CAPÍTULO VIII

LA OCIOSIDAD

a | Vemos que las tierras ociosas, si son ricas y fértiles, rebosan de cien mil clases de hierbas salvajes e inútiles, y que, para mantenerlas a raya, es preciso someterlas y dedicarlas a determinadas semillas para nuestro servicio.[1] Y vemos asimismo que las mujeres producen por sí mismas molas y pedazos de carne informes, pero que, para efectuar una generación buena y natural, hay que ocuparlas con otra semilla.[2] Lo mismo ocurre con los espíritus. Si no los ocupamos en un asunto determinado que los refrene y obligue, se lanzan en desorden, a diestro y siniestro, por el vago campo de las imaginaciones:

b | Sicut aquae tremulum labris ubi lumen ahenis

sole repercussum, aut radiantis imagine Lunae

omnia peruolitat late loca, iamque sub auras

erigitur, summique ferit laquearia tecti.[3]

[Como en un vaso de bronce la luz temblorosa del agua que refleja el sol o la imagen de la luna revolotea a lo lejos, surge en el aire y golpea los artesonados de los techos más altos].

a | Y no hay locura ni desvarío que no produzcan en tal agitación,

uelut aegri somnia, uanae

finguntur species.[4]

[como sueños de un enfermo, se forjan vanas imágenes].

El alma que no tiene un objetivo establecido, se pierde. Porque, como suele decirse, estar en todas partes es no estar en lugar alguno:[5]

b | Quisquís ubique habitat, Máxime,

nusquam habitat.[6]

[Quien habita por doquier, Máximo, no habita en parte alguna].

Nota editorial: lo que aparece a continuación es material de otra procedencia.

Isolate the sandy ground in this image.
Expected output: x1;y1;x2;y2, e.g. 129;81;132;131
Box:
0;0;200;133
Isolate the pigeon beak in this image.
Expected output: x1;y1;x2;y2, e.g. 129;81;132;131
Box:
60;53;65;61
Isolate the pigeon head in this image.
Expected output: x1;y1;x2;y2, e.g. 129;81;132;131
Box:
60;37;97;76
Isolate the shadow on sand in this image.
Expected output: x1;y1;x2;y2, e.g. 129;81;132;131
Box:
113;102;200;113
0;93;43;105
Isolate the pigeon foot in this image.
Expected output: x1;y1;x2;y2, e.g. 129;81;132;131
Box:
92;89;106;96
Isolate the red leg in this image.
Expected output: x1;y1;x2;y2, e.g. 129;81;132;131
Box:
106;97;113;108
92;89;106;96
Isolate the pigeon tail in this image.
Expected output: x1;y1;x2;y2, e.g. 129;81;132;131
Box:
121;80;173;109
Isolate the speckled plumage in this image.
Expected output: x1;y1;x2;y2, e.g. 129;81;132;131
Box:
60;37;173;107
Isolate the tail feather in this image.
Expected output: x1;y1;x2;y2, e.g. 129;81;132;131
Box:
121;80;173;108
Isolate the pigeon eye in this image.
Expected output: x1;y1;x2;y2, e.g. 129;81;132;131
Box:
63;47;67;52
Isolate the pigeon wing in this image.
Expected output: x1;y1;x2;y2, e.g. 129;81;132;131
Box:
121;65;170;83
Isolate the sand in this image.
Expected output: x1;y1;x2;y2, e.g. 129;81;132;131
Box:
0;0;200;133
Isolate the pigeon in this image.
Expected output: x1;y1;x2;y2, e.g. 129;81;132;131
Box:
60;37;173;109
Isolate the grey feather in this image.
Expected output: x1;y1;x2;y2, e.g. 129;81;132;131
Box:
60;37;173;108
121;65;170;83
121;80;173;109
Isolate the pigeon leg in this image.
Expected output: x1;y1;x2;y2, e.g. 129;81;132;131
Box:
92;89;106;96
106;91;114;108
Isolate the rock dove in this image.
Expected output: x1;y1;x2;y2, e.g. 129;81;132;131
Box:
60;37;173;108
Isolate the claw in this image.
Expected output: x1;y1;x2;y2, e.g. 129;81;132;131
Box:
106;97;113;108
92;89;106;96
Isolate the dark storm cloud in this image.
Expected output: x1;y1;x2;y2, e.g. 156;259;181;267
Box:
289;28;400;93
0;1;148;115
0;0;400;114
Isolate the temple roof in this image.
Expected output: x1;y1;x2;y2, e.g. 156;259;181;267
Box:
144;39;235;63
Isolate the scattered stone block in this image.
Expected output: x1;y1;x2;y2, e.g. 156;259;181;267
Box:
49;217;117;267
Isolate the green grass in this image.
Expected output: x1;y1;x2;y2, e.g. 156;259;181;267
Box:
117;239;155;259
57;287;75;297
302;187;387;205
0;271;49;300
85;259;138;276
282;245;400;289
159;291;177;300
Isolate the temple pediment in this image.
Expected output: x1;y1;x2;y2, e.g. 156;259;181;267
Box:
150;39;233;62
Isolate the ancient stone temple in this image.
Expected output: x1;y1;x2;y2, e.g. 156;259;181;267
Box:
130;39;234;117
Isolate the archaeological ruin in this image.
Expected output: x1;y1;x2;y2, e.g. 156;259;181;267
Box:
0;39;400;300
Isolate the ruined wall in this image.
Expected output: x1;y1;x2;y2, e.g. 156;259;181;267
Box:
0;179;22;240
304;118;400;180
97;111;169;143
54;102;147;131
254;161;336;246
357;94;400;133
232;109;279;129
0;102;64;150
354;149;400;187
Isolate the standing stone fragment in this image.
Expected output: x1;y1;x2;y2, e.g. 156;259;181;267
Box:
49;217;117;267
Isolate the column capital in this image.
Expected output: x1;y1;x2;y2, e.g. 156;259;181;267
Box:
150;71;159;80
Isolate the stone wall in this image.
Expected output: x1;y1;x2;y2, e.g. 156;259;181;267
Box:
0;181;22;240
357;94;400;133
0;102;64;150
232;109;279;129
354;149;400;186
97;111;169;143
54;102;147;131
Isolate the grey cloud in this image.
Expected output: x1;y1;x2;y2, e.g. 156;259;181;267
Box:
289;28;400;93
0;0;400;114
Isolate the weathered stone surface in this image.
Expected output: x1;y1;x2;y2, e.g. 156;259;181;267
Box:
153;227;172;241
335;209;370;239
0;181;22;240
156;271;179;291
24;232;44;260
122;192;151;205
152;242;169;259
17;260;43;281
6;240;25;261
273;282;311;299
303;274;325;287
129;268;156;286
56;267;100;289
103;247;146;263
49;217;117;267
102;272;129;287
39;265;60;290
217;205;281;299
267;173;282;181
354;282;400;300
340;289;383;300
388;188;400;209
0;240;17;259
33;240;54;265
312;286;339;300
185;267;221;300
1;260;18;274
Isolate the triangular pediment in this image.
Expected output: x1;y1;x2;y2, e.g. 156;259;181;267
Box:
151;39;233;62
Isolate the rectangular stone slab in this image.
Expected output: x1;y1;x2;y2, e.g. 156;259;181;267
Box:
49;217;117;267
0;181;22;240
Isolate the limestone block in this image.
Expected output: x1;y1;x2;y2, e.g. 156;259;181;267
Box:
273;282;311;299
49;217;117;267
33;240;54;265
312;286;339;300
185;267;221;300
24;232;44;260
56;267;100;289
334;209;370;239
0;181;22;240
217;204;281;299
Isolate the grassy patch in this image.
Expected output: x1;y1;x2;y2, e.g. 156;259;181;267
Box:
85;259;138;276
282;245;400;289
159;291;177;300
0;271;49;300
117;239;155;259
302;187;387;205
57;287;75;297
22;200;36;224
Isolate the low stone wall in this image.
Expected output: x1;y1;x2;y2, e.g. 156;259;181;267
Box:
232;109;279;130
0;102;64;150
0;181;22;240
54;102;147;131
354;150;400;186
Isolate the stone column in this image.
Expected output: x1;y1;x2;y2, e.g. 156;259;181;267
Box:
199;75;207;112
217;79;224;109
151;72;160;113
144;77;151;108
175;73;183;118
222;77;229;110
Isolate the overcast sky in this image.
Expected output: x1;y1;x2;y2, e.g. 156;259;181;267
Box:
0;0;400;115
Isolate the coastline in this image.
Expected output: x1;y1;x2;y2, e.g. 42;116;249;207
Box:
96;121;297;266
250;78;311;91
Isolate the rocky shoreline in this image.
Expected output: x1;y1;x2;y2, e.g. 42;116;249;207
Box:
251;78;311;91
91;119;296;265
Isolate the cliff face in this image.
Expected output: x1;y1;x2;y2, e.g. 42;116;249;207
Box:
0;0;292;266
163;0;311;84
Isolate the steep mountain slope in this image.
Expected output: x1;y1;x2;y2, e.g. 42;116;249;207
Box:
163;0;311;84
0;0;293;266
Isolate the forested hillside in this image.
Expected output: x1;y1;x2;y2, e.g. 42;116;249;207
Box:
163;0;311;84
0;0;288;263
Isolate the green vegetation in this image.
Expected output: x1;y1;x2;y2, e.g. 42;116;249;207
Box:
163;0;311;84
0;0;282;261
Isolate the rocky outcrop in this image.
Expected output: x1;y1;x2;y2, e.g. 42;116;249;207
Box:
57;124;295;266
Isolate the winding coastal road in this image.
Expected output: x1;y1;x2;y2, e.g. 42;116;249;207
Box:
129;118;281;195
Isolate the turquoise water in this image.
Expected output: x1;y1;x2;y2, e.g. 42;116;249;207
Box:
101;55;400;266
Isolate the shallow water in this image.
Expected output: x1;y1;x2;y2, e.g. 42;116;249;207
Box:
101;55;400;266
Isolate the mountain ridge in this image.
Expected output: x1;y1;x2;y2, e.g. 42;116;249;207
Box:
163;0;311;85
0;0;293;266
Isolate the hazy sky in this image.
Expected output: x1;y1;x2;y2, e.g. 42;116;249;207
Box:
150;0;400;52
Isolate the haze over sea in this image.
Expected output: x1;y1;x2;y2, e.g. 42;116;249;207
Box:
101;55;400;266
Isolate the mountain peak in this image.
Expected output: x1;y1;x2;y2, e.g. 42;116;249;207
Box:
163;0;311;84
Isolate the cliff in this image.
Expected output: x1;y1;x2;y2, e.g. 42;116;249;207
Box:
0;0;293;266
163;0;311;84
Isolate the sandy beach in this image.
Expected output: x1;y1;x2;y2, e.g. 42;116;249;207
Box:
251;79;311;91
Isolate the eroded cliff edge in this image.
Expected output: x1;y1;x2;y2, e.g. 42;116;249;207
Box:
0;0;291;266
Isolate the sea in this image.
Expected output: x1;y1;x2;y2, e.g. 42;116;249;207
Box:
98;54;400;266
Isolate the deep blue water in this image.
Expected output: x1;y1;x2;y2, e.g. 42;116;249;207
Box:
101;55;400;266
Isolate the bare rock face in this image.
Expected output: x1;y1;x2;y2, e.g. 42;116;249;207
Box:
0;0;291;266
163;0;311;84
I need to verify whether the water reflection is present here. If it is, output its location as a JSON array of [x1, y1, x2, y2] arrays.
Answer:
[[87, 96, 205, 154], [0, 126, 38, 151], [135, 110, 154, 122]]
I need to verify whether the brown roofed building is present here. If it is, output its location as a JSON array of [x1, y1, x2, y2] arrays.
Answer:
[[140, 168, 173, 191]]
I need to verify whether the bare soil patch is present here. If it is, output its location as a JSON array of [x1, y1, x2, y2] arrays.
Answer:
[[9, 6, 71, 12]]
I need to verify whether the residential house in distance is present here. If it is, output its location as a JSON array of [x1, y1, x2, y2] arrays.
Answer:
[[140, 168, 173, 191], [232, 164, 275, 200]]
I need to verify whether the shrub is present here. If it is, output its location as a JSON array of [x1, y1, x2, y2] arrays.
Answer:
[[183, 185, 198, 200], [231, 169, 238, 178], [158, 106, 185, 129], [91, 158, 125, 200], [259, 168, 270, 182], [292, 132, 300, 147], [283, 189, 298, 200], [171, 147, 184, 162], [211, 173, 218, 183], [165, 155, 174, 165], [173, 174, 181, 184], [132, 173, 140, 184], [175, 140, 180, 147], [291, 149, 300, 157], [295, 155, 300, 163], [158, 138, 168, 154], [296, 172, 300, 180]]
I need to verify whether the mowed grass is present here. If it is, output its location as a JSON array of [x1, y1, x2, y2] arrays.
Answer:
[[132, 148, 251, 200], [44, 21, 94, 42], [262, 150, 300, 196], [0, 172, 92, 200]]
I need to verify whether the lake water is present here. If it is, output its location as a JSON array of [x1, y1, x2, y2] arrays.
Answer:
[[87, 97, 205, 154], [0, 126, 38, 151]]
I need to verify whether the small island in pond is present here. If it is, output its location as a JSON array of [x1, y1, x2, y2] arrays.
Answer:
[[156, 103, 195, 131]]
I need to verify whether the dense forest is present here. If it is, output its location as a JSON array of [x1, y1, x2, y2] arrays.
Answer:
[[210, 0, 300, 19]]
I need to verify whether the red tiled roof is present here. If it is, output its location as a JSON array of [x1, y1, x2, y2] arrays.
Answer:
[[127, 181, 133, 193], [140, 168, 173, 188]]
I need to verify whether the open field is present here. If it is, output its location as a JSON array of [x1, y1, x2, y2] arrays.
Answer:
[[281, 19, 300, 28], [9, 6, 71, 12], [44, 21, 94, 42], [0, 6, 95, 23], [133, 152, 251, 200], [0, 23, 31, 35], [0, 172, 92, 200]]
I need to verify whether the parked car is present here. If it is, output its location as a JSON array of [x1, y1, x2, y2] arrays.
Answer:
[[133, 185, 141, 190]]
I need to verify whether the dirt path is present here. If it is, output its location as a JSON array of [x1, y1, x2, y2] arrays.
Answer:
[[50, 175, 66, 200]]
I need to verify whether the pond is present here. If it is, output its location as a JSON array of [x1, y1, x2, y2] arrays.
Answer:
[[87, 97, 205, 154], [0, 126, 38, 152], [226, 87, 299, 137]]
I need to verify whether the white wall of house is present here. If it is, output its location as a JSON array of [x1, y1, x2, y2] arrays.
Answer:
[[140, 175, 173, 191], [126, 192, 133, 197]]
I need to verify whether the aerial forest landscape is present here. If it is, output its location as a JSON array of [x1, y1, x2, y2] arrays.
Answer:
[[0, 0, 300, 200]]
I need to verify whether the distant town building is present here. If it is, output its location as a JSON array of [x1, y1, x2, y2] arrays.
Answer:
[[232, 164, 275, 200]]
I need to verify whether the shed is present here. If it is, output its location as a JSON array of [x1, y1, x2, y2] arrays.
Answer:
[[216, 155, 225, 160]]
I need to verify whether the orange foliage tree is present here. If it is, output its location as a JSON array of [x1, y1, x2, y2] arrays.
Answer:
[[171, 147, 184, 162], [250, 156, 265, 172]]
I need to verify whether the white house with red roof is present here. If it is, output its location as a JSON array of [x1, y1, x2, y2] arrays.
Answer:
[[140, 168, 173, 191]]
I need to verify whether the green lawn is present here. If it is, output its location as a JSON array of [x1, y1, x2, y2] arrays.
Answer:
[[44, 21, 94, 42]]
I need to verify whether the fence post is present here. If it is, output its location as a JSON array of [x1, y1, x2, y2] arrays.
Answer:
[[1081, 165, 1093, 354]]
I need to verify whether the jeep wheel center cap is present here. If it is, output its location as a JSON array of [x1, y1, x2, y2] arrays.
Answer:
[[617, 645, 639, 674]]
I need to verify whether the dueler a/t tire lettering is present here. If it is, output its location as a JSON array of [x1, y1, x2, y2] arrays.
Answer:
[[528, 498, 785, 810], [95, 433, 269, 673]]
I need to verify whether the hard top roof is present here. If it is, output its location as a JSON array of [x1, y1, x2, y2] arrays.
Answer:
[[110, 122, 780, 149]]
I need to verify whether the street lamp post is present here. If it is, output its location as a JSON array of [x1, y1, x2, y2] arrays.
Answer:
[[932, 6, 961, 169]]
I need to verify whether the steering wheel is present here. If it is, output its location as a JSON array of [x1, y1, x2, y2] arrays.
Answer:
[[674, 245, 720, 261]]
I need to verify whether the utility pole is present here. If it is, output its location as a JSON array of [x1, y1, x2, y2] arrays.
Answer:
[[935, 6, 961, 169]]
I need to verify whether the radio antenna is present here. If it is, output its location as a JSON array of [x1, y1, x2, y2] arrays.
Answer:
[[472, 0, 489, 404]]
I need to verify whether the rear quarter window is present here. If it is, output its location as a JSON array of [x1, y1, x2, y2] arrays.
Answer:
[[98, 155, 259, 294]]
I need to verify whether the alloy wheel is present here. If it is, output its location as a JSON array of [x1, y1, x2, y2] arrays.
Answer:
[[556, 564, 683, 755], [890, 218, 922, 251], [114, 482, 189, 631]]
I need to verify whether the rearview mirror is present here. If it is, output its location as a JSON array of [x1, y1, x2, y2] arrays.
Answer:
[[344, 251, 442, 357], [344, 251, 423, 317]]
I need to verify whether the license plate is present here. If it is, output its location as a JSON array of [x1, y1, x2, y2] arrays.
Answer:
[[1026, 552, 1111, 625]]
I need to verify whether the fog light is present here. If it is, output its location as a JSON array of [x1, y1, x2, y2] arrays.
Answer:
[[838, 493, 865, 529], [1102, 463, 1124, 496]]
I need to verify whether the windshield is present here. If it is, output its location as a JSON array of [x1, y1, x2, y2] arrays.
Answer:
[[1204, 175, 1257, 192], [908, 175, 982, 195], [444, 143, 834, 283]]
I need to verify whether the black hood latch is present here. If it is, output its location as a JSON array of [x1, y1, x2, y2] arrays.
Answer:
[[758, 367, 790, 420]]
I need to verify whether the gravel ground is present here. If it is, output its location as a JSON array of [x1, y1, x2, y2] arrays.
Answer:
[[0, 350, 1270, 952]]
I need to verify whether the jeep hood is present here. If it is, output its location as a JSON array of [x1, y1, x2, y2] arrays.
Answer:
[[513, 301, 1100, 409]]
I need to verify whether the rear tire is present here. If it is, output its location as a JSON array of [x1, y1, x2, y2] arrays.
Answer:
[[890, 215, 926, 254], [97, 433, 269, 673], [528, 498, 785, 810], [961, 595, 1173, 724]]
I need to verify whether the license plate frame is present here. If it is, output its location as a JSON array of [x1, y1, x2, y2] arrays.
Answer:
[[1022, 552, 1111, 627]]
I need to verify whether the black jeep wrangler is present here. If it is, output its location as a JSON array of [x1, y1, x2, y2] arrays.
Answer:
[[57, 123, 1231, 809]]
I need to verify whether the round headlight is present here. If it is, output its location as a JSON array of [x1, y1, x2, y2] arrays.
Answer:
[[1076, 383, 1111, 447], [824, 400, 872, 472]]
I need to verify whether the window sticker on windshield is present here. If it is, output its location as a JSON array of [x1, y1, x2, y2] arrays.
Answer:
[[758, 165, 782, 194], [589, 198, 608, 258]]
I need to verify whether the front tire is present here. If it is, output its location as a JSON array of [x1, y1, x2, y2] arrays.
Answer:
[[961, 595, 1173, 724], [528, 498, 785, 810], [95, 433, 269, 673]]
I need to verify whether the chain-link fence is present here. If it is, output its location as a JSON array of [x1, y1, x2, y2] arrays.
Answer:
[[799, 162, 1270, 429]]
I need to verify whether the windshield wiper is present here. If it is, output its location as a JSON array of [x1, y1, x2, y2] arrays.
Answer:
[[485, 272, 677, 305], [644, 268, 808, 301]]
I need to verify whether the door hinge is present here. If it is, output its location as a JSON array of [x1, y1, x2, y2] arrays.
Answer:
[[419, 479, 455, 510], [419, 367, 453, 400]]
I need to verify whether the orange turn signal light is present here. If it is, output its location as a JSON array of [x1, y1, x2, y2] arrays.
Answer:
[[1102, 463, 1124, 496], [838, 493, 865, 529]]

a | Recientemente me retiré a mi casa, decidido a no hacer otra cosa, en la medida de mis fuerzas, que pasar descansando y apartado la poca vida que me resta.[7] Se me antojaba que no podía hacerle mayor favor a mi espíritu que dejarlo conversar en completa ociosidad consigo mismo, y detenerse y fijarse en sí. Esperaba que, a partir de entonces, podría lograrlo con más facilidad, pues con el tiempo se habría vuelto más grave y más maduro. Pero veo,

uariam[8] semper dant otia mentem,[9]

[la ociosidad vuelve siempre el espíritu inestable],

que, al contrario, como un caballo desbocado, se lanza con cien veces más fuerza a la carrera[10] por sí mismo de lo que lo hacía por otros. Y me alumbra tantas quimeras y monstruos fantásticos, encabalgados los unos sobre los otros, sin orden ni propósito, que, para contemplar a mis anchas su insensatez y extrañeza, he empezado a registrarlos, esperando causarle con el tiempo vergüenza a sí mismo.[11]